Oozie is developed on a client-server architecture. Oozie server is a Java web application that runs Java servlet container within an embedded Apache Tomcat. Oozie provides three different type of clients to interact with the Oozie server: Command Line, Java Client API and HTTP REST API.
Oozie server does not store any in-memory information of the running jobs. It relies on RDBMS to store states and data of all the Oozie jobs.
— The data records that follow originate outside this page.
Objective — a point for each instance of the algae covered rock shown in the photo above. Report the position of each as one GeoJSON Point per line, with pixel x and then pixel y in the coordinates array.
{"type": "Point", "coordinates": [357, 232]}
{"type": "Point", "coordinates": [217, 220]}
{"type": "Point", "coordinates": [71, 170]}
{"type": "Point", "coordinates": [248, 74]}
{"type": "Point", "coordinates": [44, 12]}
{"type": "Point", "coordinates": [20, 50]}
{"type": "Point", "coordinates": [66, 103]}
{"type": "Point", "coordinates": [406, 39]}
Every time it retrieves the job information from the database and stores updated information back into the database.
Oozie Server (can) sits outside of the Hadoop cluster and performs orchestration of the Hadoop jobs defined in a Oozie Workflow job.
A simplest Oozie application is consists of a workflow logic file (workflow.xml), workflow properties file (job.properties/job.xml) and required JAR files, scripts and configuration files. Except the workflow properties file, all the other files should to be stored in a HDFS location. The workflow properties file should be available locally, from where Oozie application is submitted and started.
The HDFS directory, where workflow.xml is stored along with other scripts and configuration files, is called Oozie workflow application directory. All the JAR files should be stored under a /lib directory in the oozie application directory.
The more complex Oozie applications can consist of coordinators (coordinator.xml) and bundle (bundle.xml) logic files. These files are also stored in the HDFS into a respective Oozie application directory.
When using the Oozie Proxy job submission API for submitting the Oozie Hive
, Pig
, and Sqoop
actions. To pass any configuration to the action, is required to be in below format.
For Hive action:
<property>
<name>oozie.hive.options.1</name>
<value>-Doozie.launcher.mapreduce.job.queuename=hive</value>
</property>
<property>
<name>oozie.hive.options.0</name>
<value>-Dmapreduce.job.queuename=hive</value>
</property>
<property>
<name>oozie.hive.options.size</name>
<value>2</value>
</property>
For Pig Action:
<property>
<name>oozie.pig.options.1</name>
<value>-Doozie.launcher.mapreduce.job.queuename=pig</value>
</property>
<property>
<name>oozie.pig.options.0</name>
<value>-Dmapreduce.job.queuename=pig</value>
</property>
<property>
<name>oozie.pig.options.size</name>
<value>2</value>
</property>
For Sqoop Action:
<property>
<name>oozie.sqoop.options.1</name>
<value>-Doozie.launcher.mapreduce.job.queuename=sqoop</value>
</property>
<property>
<name>oozie.sqoop.options.0</name>
<value>-Dmapreduce.job.queuename=sqoop</value>
</property>
<property>
<name>oozie.sqoop.options.size</name>
<value>2</value>
</property>